One day I decided to start being more 'social online'.
Head to X. I was unable to log in with my password. No error. Just redirected me back to the log in screen.
I tried password reset. It asked me my last login date.
I couldn't be sure. Still mentioned a possible date.
I added that this is the same email listed on the X/Twitter account.
You can just send me a password reset mail to this email.
They rejected. Tried that a couple of times, then stopped.
----
Started an account on Threads. Quite fun, less crowded and almost no politics on my feed.
----
I decided to create my Blog and write content there.
Will probably create other accounts to post my blog posts to the socials.
But I am not giving a platform the power to cut me out of my account.
----
Videos can be an issue.
Youtube is still the only decent host for Video content.
It's how it works.
I think you're right, and I find this revolting.
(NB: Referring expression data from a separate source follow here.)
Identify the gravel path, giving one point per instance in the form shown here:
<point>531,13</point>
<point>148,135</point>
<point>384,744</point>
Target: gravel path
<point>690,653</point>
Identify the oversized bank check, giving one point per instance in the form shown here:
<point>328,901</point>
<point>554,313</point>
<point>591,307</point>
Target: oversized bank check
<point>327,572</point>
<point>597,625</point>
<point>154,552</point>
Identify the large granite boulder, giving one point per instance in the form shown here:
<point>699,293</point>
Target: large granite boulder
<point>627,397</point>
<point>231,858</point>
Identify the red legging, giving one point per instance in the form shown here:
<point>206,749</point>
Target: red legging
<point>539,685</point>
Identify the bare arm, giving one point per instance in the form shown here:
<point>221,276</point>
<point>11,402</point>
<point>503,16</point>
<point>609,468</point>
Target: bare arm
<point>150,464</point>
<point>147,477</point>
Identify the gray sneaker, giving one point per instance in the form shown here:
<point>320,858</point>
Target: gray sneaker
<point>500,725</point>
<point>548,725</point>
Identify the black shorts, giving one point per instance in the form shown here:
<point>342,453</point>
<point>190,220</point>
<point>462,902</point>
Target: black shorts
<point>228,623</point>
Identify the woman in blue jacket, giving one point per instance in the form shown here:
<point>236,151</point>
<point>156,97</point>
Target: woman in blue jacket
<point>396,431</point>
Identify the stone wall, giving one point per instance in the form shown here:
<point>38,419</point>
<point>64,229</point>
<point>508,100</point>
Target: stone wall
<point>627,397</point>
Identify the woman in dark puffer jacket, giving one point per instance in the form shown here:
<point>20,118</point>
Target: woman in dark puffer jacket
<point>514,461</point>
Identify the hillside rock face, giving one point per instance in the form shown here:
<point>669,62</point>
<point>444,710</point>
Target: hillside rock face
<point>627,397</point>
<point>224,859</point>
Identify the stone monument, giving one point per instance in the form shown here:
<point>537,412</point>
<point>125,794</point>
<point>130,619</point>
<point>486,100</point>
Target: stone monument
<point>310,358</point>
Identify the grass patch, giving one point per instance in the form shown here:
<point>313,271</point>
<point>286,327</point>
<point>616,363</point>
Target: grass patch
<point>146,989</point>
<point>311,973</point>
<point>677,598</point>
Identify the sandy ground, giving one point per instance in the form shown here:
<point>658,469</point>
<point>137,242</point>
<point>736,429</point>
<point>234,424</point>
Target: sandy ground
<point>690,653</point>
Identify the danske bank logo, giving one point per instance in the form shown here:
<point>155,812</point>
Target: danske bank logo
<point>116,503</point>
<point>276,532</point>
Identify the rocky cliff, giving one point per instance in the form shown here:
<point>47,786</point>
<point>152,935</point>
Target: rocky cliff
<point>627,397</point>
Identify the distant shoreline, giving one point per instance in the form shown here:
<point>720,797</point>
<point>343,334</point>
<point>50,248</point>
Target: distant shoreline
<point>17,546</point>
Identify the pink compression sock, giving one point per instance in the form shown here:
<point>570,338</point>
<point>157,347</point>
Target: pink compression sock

Tech always had its weirdos, but mostly they were kind of idealistic, naive, or had some quirks or otherwise were maybe a bit unique, but they weren't into that kind of flat out evil ideology. Or at least not openly, because there was a sense of shame around that kind of ideology.
Your keys == Your account
It is about time to stop having identities tied to companies.
Other than that it is really great to build apps on top of NOSTR relays. My personal goal is to turn each user phone on a relay so we can walk with our own data on the pockets while still sharing with other relays as we wish.
Wake up and can't even post one of those cool hospital selfies because Elon really needed that $100K...
Nit: smells like LLM
This is what excited me about distributed technologies but fighting capitalism is hard.
I’m not going to be called improbable_coaster_2740 just because some fool decided it was a good use of his time to register a bunch of usernames.